Tombouctou, Tombouctou, Tombouctou !
Souffles ...
Ces jours-ci, elle est triste, Tombouctou ! Sous les cris Allah Akbar, les inquisiteurs fanatiques débarquent ! Ils démolissent la mémoire de l’âme. Cassent l’encrier humain ! Nous hommes de lettres, communauté de lecteurs, qui parmi nous, au moins une fois dans sa vie, n’a pas entendu parler de Tombouctou. Qui parmi nous n’a pas lu un petit quelque chose sur Tombouctou, la cité immortelle. Mémorial. Tatouage ! Je parle de notre Tombouctou qui n’a aucun rapport avec une autre “Tombouctou”, celle qui n’est que titre exotique d’un roman sur les chiens, j’aime les chiens, écrit par le célèbre écrivain américain Paul Auster, publié en 1999. Tombouctou, dans la mémoire universelle, est le carrefour des civilisations. Elles débarquaient sur le lieu enfourchant les dos des chameaux ou ceux des chevaux. Elle symbolise le plus grand centre des manuscrits qu’a connu l’histoire de l’humanité. Tous les alcoolivres du monde, des siècles successifs, ont rêvé de franchir les portes magiques de cette ville mystérieuse. Franchir les portes du savoir. Les savoirs ! Tombouctou est une ville ne ressemblant qu’à elle-même, qu’à son miroir ! Unique ! Les pieds dans le sable chaud et prophétique, Tombouctou dormait et se réveillait sur les secrets des trésors impérissables de l’humanité.

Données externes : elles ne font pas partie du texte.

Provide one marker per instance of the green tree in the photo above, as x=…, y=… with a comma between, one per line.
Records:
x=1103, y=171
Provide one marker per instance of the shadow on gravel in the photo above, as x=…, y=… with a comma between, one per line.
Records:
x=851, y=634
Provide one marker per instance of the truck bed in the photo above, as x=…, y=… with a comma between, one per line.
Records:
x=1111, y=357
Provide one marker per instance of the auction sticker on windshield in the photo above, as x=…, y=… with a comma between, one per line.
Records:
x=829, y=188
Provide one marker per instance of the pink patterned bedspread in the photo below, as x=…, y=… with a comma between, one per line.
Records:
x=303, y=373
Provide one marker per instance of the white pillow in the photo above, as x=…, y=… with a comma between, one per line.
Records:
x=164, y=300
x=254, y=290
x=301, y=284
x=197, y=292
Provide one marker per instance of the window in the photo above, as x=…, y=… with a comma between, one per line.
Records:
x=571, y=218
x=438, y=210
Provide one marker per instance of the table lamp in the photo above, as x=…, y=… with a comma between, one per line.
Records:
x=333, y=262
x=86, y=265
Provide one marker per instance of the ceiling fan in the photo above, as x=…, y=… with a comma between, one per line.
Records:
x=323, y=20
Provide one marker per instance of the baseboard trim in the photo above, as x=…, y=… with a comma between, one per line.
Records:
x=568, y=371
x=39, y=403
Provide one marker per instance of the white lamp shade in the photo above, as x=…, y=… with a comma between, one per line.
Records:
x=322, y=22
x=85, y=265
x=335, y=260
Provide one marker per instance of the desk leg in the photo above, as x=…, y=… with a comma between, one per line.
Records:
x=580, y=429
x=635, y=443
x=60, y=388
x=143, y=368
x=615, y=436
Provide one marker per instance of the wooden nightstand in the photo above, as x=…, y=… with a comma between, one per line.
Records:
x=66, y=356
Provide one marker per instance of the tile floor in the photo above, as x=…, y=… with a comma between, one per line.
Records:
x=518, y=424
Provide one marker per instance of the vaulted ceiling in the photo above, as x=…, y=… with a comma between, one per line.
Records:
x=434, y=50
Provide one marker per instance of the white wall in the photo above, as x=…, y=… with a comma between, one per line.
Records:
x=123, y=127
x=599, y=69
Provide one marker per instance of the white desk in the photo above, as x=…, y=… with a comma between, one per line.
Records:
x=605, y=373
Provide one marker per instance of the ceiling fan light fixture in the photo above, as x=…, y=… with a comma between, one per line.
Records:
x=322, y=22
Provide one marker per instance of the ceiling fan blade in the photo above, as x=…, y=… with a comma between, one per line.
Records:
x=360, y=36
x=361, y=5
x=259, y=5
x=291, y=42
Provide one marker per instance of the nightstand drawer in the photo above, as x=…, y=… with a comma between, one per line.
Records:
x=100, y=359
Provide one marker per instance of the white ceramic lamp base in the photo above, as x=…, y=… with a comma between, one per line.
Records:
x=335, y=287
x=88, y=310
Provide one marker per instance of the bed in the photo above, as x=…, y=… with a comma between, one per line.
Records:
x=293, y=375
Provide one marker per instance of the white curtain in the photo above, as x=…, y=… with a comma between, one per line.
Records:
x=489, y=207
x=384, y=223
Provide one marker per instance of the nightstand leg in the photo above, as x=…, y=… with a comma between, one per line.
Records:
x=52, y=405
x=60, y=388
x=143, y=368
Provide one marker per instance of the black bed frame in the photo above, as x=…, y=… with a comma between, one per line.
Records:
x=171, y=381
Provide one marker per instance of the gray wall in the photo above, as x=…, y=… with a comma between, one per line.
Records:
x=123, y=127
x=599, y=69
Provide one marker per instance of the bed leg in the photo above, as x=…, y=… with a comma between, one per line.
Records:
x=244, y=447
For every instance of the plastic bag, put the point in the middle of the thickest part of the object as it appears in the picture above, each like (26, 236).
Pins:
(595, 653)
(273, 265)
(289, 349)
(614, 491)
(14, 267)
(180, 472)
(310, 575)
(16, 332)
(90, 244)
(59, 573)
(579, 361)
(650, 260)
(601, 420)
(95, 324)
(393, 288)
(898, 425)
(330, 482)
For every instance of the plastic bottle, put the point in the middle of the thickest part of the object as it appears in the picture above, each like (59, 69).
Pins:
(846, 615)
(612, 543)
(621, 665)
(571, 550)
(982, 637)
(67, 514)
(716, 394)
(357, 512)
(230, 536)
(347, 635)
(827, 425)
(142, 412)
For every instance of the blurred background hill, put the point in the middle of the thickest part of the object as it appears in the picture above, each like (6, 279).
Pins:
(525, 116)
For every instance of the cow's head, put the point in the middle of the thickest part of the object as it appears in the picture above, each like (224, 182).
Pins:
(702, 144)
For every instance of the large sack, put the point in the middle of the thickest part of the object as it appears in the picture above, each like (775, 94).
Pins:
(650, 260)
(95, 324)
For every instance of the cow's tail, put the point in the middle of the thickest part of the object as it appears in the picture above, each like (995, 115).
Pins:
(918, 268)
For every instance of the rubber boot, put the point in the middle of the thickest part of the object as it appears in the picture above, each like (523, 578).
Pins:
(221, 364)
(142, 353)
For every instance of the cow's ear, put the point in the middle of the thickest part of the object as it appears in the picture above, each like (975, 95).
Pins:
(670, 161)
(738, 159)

Les poètes, les fous du verbe, ceux du nord comme ceux du sud, ont toujours célébré cette cité africaine rivale de l’ancienne Athènes méditerranéenne. Tous les grands globe-trotters littéraires nous ont légué, à propos de Tombouctou, des perles témoignages, des gros volumes gorgés de fascination et d’amour. Ibn Batouta comme Al Bekri ou d’Al Makdissi ou de Léon l’Africain (Hassan El Ouazzane) et d’autres, tous sont tombés amoureux de cette cité énigmatique. Tombouctou fut la Kaaba africaine. Il n’y a pas d’Afrique sans Tombouctou. Elle est plus grande que le Mali. Tombouctou n’est pas un château de sable ! Cette cité africaine ancestrale, à l’image de notre Tamentit située aux portes d’Adrar, était l’espace frétillant où se croisaient, dialoguaient, conversaient toutes les cultures, toutes les religions : monothéistes, polythéistes et athéistes. Dans cette ville, Tolède d’Afrique, on parlait le haoussa, le tamasheq, l’arabe, le souahili, le habachi, somali, l’hébreu et d’autres…

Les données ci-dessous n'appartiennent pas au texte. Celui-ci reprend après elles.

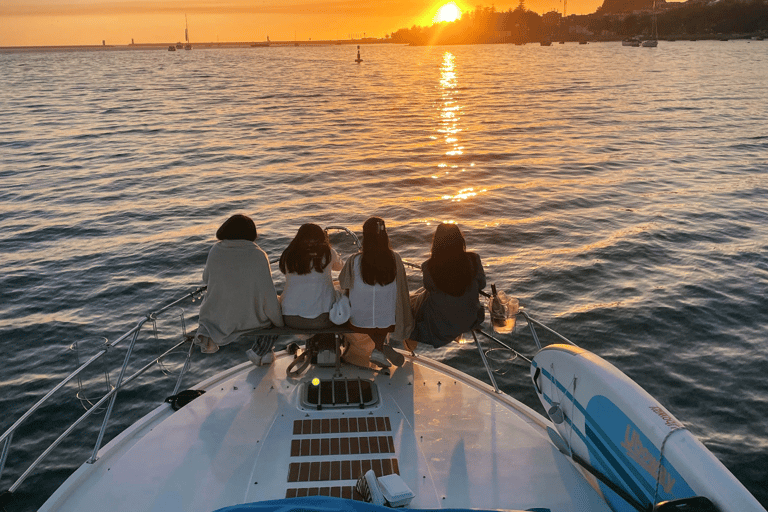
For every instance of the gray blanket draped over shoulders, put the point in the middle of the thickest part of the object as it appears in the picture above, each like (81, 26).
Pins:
(440, 318)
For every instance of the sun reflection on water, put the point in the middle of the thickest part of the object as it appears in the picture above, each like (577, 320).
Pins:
(449, 130)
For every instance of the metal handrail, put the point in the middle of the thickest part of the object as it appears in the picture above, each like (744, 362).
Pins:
(7, 436)
(122, 381)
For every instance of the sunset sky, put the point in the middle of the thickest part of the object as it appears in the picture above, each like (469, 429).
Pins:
(87, 22)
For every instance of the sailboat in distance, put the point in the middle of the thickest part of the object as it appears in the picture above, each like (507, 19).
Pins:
(186, 34)
(653, 42)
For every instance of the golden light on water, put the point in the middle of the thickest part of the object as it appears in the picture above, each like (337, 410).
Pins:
(450, 110)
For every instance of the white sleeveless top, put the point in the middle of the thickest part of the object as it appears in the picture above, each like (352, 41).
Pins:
(372, 306)
(310, 295)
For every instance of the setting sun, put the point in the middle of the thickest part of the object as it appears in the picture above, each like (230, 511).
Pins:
(448, 12)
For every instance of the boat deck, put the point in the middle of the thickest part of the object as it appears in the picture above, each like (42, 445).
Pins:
(254, 436)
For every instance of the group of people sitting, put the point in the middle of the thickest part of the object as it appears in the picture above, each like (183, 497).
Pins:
(241, 295)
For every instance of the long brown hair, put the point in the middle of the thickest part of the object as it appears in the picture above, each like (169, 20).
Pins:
(378, 261)
(450, 265)
(309, 249)
(237, 227)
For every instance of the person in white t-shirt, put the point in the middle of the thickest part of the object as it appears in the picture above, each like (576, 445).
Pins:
(376, 283)
(309, 293)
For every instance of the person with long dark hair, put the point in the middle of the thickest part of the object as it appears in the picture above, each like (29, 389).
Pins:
(241, 295)
(309, 293)
(449, 303)
(378, 293)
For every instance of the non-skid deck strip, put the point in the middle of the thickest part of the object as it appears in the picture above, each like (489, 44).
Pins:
(341, 446)
(346, 492)
(331, 470)
(342, 425)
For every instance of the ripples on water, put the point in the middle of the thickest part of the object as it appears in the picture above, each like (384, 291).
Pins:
(619, 192)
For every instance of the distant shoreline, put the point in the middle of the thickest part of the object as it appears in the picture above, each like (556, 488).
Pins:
(340, 42)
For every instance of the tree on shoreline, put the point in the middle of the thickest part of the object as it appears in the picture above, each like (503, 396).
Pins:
(615, 19)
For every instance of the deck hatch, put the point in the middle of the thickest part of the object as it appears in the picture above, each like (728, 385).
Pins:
(340, 393)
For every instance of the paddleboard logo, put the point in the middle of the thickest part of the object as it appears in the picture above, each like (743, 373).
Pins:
(669, 420)
(640, 454)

Aujourd’hui, de Tokyo jusqu’à Dakar, de Tananarive à Caracas, tous les alcoolivres du monde sont tristes, abattus. Le paradis des manuscrits est brûlé ! Immolation, le feu est mis dans l’éden ! Tombouctou tombe entre les mains des fanatiques, des intégristes islamistes. Les inquisiteurs ! C’est tout un patrimoine universel qui s’écroule, qui s’en va. Le rêve cauchemardesque habite la nuit africaine ! Une mémoire s’éteint. J’imagine Ibn Batouta, se retourne dans sa tombe. Et Hassan El Ouazzane ou Leo Africanus, peu importe l’appellation, revoit, corrige son itinéraire et les détails de son voyage. Les milliers de caravanes changent leurs orientations, rebroussent leurs chemins. Tombouctou cité située sur les frontières entre le réel et l’imaginaire perd ses langues, ôte son image et son imaginaire. Les alcoolivres ont peur, liseurs et vendeurs comme acquéreurs des manuscrits, qui jadis arrivaient des quatre coins du monde pour s’installer dans cette légendaire cité. Il n’y a plus d’odeur d’encres. Tombouctou, Tombouctou, Tombouctou, on sent la mort et la trahison, mes chers alcoolivres.